We believe that “race for greenness” very often ineffectually compares vastly different projects and, more importantly, often results in green-washing. This team and client should be celebrated for their commitment to a deeply integrated design process that enabled a remarkably fast schedule. The design team engaged in an intensive fast-track effort; the three-month concept and schematic design phase included significant analysis to inform the developing building design while serving as the basis of design for the later phases of project development.
NASA Sustainability Base is the winner of the 2010 U.S. General Services Administration (GSA) Real Property Award in the category of Green Innovation. The GSA Office of Government wide Policy recognizes creative and original ideas in its announcement of annual Real Property Innovation Award winners.
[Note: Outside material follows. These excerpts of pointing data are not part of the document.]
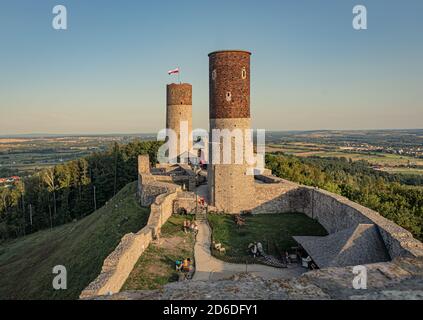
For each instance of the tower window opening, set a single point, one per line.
(228, 96)
(244, 73)
(214, 74)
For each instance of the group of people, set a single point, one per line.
(256, 249)
(184, 265)
(190, 226)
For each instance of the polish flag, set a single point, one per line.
(173, 71)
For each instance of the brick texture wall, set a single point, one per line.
(229, 83)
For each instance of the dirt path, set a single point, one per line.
(210, 268)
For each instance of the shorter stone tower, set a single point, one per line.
(179, 115)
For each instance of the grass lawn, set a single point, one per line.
(156, 266)
(26, 264)
(269, 229)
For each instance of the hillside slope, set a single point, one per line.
(26, 264)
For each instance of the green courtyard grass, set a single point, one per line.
(26, 264)
(274, 231)
(156, 266)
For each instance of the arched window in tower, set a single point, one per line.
(228, 96)
(214, 74)
(244, 73)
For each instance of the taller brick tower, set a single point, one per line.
(179, 110)
(231, 187)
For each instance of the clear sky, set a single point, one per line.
(310, 69)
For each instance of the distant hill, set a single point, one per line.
(26, 264)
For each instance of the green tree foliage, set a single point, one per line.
(357, 181)
(63, 193)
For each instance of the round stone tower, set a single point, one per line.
(231, 185)
(179, 115)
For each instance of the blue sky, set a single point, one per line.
(310, 68)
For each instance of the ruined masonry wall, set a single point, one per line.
(119, 264)
(334, 213)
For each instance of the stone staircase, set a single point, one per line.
(201, 215)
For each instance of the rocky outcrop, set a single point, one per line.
(400, 279)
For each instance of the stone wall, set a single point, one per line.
(334, 212)
(119, 264)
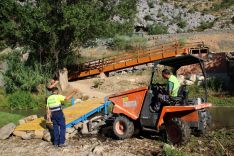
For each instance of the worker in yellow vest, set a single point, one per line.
(55, 113)
(172, 88)
(173, 84)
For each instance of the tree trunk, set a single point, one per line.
(63, 78)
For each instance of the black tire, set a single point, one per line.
(123, 127)
(177, 131)
(206, 123)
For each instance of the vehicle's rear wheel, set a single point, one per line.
(177, 131)
(123, 127)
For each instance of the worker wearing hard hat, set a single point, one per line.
(55, 113)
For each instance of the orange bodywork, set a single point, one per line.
(129, 103)
(189, 114)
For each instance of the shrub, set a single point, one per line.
(3, 97)
(148, 18)
(182, 24)
(182, 41)
(157, 29)
(21, 76)
(150, 3)
(21, 100)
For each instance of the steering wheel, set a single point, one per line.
(159, 88)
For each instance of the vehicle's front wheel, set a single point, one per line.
(123, 127)
(177, 131)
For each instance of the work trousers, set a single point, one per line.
(59, 127)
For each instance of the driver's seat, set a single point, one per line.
(182, 96)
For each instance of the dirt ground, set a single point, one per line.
(97, 87)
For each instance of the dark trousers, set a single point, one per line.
(59, 127)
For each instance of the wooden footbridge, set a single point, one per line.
(138, 57)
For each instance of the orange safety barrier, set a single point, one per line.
(137, 57)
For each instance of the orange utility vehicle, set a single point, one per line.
(175, 120)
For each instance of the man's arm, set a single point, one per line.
(71, 94)
(170, 87)
(53, 85)
(48, 116)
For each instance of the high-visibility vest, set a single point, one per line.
(54, 102)
(176, 85)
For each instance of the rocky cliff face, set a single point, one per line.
(184, 16)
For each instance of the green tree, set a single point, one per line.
(52, 28)
(20, 75)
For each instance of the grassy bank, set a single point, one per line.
(6, 118)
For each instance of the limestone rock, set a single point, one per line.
(19, 133)
(6, 131)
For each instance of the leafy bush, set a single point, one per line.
(128, 42)
(182, 24)
(21, 100)
(150, 3)
(21, 76)
(223, 4)
(3, 97)
(157, 29)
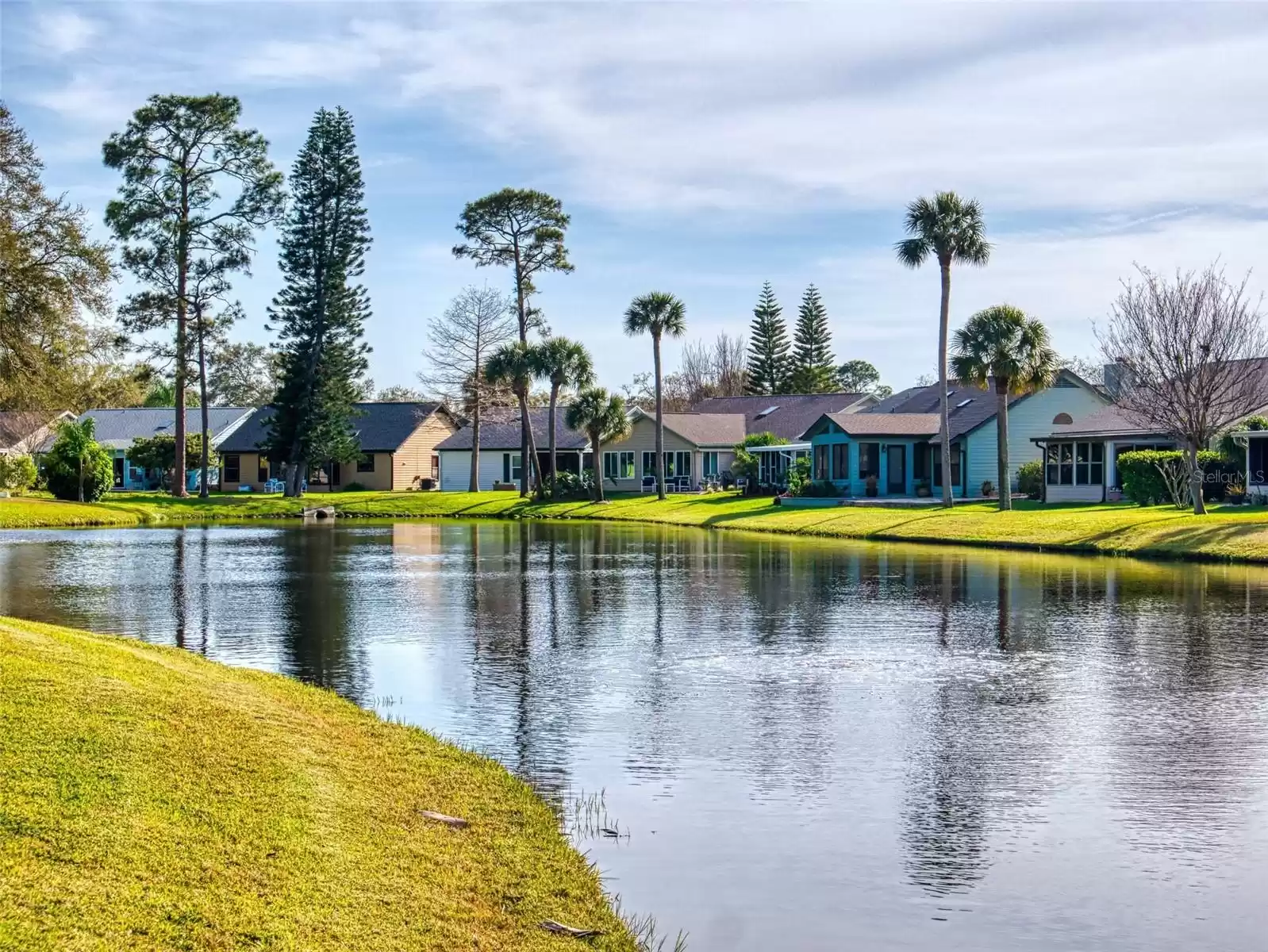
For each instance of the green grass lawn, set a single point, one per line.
(1160, 532)
(155, 800)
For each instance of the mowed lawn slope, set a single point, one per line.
(1158, 532)
(154, 800)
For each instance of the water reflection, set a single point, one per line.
(808, 740)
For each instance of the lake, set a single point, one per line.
(803, 744)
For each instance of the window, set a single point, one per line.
(513, 466)
(619, 466)
(869, 460)
(840, 460)
(820, 462)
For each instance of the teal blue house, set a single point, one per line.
(897, 453)
(897, 443)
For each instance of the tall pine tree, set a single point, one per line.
(769, 347)
(321, 311)
(813, 369)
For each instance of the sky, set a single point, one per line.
(705, 148)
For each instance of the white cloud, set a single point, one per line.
(63, 32)
(671, 107)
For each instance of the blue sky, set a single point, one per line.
(705, 148)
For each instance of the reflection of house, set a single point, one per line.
(398, 451)
(118, 428)
(500, 447)
(27, 432)
(1081, 457)
(897, 441)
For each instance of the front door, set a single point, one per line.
(897, 466)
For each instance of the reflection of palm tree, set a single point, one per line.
(945, 822)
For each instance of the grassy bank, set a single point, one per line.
(1162, 532)
(154, 800)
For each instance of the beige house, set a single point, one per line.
(398, 451)
(697, 447)
(25, 432)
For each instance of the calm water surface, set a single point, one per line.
(812, 746)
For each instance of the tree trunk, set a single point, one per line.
(1005, 487)
(943, 320)
(659, 419)
(551, 439)
(1196, 482)
(203, 464)
(475, 482)
(596, 464)
(178, 485)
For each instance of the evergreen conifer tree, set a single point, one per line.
(769, 347)
(812, 365)
(321, 311)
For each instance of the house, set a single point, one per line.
(27, 432)
(116, 428)
(500, 453)
(905, 451)
(398, 451)
(785, 416)
(697, 447)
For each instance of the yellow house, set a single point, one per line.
(398, 451)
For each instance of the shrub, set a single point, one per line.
(799, 477)
(1154, 477)
(18, 472)
(1030, 478)
(78, 459)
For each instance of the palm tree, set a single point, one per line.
(563, 363)
(657, 313)
(604, 419)
(515, 365)
(951, 230)
(1005, 347)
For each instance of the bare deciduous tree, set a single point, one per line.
(476, 324)
(1193, 356)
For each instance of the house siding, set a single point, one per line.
(1028, 419)
(455, 470)
(413, 458)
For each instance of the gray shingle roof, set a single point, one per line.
(381, 428)
(500, 430)
(117, 428)
(793, 413)
(886, 424)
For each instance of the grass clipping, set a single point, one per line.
(154, 800)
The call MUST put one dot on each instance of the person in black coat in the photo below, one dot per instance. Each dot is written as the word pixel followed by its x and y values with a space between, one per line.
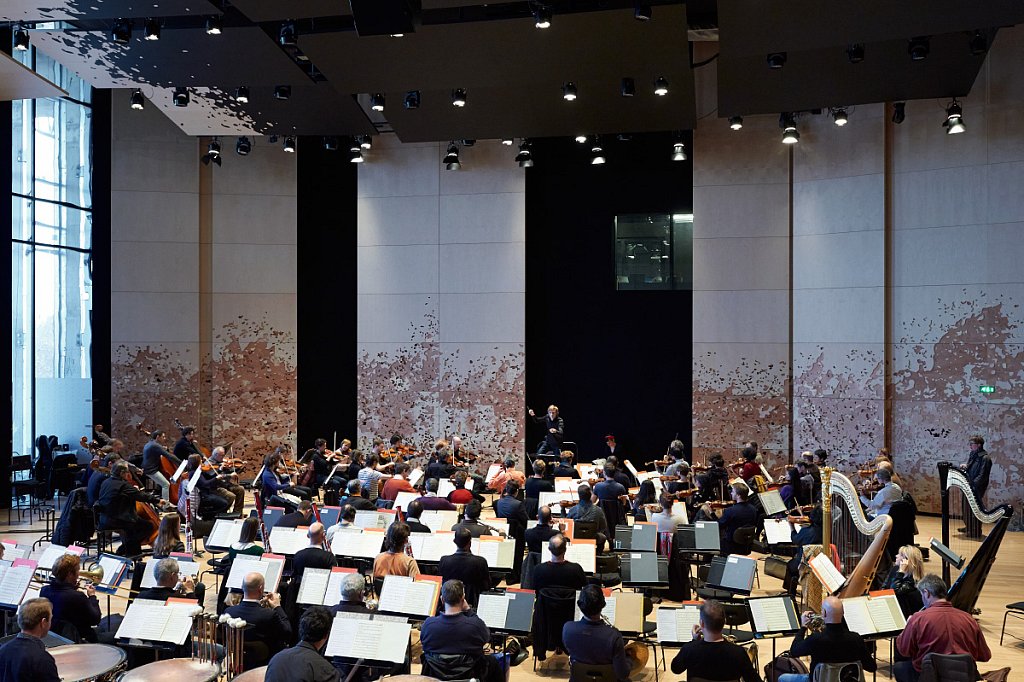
pixel 466 566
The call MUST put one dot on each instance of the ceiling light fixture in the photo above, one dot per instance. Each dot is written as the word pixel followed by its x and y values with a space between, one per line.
pixel 452 158
pixel 137 100
pixel 954 119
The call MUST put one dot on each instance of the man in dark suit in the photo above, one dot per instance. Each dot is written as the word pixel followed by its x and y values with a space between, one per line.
pixel 269 626
pixel 466 566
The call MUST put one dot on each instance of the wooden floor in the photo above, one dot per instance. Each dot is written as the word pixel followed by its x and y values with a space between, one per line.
pixel 1005 585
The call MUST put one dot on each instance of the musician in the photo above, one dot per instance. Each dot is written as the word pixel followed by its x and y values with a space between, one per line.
pixel 590 640
pixel 25 657
pixel 465 566
pixel 72 607
pixel 394 560
pixel 555 433
pixel 303 663
pixel 117 502
pixel 170 584
pixel 269 624
pixel 938 628
pixel 835 644
pixel 709 656
pixel 152 454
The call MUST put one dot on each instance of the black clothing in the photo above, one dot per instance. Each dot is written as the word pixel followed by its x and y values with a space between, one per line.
pixel 715 661
pixel 73 607
pixel 469 568
pixel 835 644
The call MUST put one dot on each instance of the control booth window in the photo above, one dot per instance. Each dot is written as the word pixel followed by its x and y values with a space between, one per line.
pixel 654 251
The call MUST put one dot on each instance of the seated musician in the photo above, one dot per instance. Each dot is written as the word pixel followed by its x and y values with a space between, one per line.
pixel 71 607
pixel 268 625
pixel 170 584
pixel 25 657
pixel 834 644
pixel 938 628
pixel 397 483
pixel 346 519
pixel 301 516
pixel 590 640
pixel 304 663
pixel 465 566
pixel 394 561
pixel 709 655
pixel 117 501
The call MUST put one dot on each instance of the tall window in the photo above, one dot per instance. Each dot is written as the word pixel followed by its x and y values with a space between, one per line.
pixel 51 241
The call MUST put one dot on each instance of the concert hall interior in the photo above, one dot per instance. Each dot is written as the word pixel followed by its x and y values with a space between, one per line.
pixel 345 340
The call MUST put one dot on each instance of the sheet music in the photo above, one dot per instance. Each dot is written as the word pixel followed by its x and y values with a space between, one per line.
pixel 373 640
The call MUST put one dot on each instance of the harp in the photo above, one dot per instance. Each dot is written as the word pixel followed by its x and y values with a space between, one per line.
pixel 854 543
pixel 962 508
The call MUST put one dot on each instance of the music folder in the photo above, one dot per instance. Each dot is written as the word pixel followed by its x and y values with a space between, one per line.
pixel 773 616
pixel 510 611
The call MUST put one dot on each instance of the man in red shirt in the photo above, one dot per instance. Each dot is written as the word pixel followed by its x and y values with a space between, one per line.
pixel 938 628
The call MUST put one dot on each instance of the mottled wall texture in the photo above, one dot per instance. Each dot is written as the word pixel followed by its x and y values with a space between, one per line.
pixel 203 288
pixel 441 296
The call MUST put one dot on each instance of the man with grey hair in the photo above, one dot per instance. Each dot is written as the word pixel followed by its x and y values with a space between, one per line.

The award category, Green Innovation, recognizes an innovation or idea with clear potential to transform the federal community’s overall energy and environmental performance, in keeping with the goal of Executive Order 13514 to design federal buildings for “zero-net energy consumption” by FY 2030, starting in FY 2020.
“This GSA award recognizes Sustainability Base as a model for future federal facilities to achieve extremely high levels of energy and water efficiency,” said Steve Zornetzer, associate director at NASA Ames. “We seek to lead by example and provide lessons learned to others as we proceed.”